In an interview, Mwanza said for over six years, lecturers' salaries have depleted by 126 percent and the union is trying to negotiate for salaries that will raise what they have already lost.
He said management is being deceptive by publicly announcing that they have given lecturers a salary increment when there is nothing to talk about except for the 10 per cent transport allowance.
Mwanza said management should indicate their annual increase for this year so that negotiations can commence and appreciated the efforts being made by education minister Dr John Phiri in addressing their concerns but demanded truthfulness from technocrats handling the matter of salary increments.
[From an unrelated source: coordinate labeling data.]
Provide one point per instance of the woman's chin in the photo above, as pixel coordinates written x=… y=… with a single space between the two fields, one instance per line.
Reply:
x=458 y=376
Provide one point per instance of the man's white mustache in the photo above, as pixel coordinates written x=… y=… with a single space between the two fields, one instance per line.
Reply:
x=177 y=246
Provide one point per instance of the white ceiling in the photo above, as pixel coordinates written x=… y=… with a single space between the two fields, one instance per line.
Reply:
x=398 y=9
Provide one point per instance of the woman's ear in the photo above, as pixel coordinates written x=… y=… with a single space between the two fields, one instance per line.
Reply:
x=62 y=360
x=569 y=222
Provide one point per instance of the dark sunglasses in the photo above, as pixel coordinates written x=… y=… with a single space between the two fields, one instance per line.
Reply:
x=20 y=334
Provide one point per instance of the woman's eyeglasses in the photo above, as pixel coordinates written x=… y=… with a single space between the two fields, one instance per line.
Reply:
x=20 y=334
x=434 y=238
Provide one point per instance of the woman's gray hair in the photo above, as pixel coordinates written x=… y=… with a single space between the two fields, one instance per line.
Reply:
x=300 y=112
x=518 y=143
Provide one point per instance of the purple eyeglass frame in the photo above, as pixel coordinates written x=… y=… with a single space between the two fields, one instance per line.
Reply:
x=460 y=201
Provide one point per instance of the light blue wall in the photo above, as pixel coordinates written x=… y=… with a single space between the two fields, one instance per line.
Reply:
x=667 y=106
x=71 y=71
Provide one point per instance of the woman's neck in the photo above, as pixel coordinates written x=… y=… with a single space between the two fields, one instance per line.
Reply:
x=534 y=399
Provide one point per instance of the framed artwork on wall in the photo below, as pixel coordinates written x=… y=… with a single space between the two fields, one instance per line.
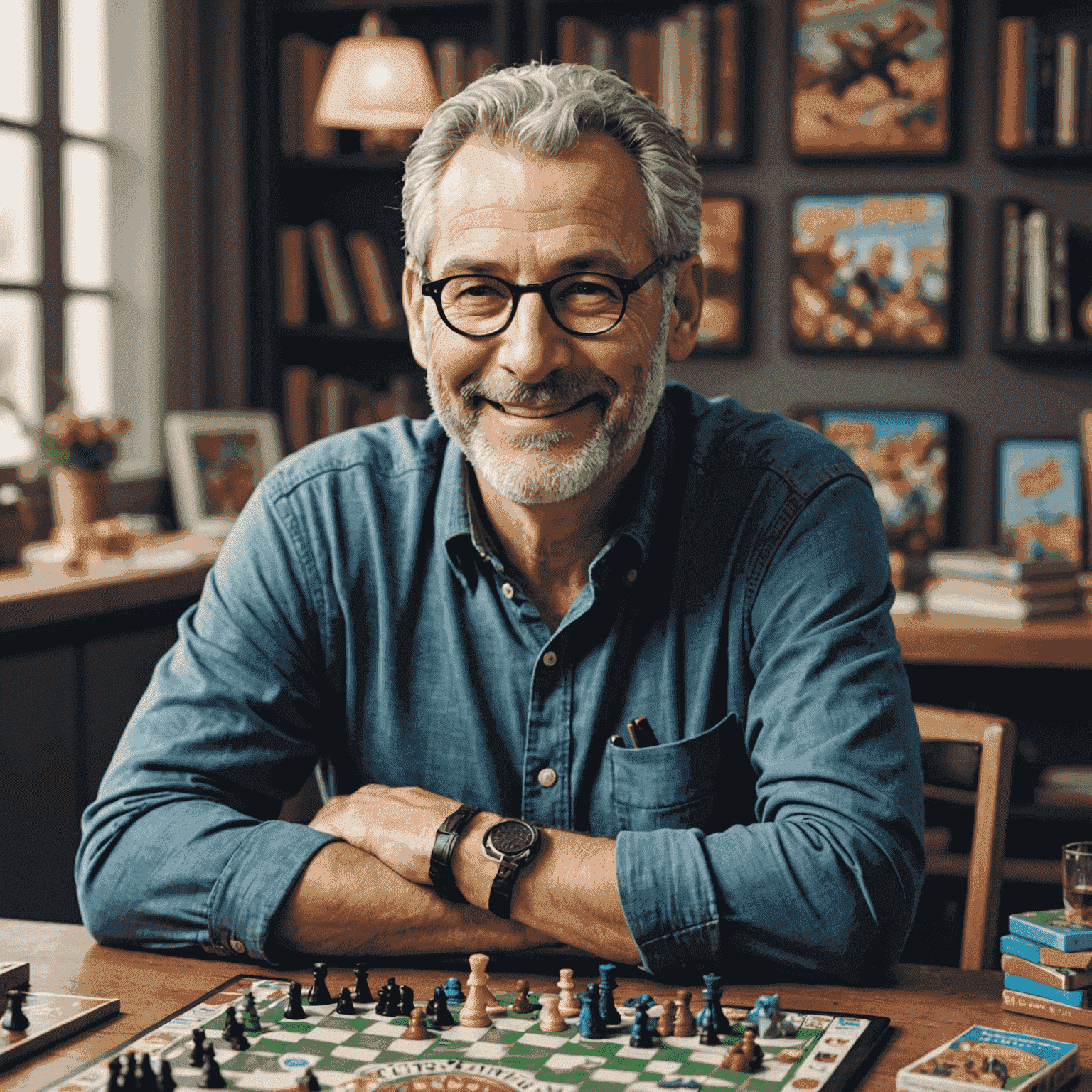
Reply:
x=870 y=79
x=908 y=456
x=870 y=273
x=724 y=230
x=1040 y=505
x=215 y=459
On Wednesday, Dr Phiri said his ministry has settled for a harmonized approach to determine terms and conditions of services to eliminate the disparities in salaries currently prevailing among the three public universities.
UNZA students Tuesday night protested, demanding the immediate re-opening of the institution and improvement of conditions of service for their lecturers who are currently on a go-slow.
And during a meeting with UNZALARU which was also attended by permanent secretary in charge of higher education Dr Patrick Nkanza, Thole urged the lectures to resume their duties taking into account that there were some students who were supposed to go to Zambia Institute of Advanced Legal Education while others are supposed to go to the school of medicine with over 3,000 students expected to graduate.
"The issues and concerns that had been raised by different unions/associations at UNZA could be discussed in the respective bargaining units while everyone was working," Thole said.
She appealed to UNZALARU to call off their go slow and resume work while
negotiations with management over improved conditions of service were going on.
Thole expressed great concern at the ongoing impasse at the Great East Road campus.
She further urged the lectures to take advantage of good will of government who are actively engaged and ensuring that they facilitate for an enabling teaching and research environment.
Thole added that the government was also going to put in place two technical
committees to propose ways of systematic dismantling of all debt that would accrue up to the end of this year and also to work out a sustainable pension scheme amongst the three public universities and others to come.
She also outlined in detail the steps that the government and management at UNZA had taken to resolve the issue.
Thole explained that government's approval to allow the Ministry of Education, Science, Vocational Training and Early Education to vary its budget to allow the public universities to negotiate salary increments above the four percent ceiling using the Public Service Pay Policy had resulted in a 14 percent increment in the total wage bill for 2012, following a rationalisation and harmonisation exercise done by the Public Service Management Division (PSMD).
"While harmonisation across the three public universities was initially agreed upon with the unions, PSMD discovered that the exercise needed a lot more time since it required a job evaluation exercise," said Thole.
"The harmonisation process was now going to be phased, taking the vertical harmonisation at UNZA as phase one and the horizontal harmonisation among the three universities as phase two."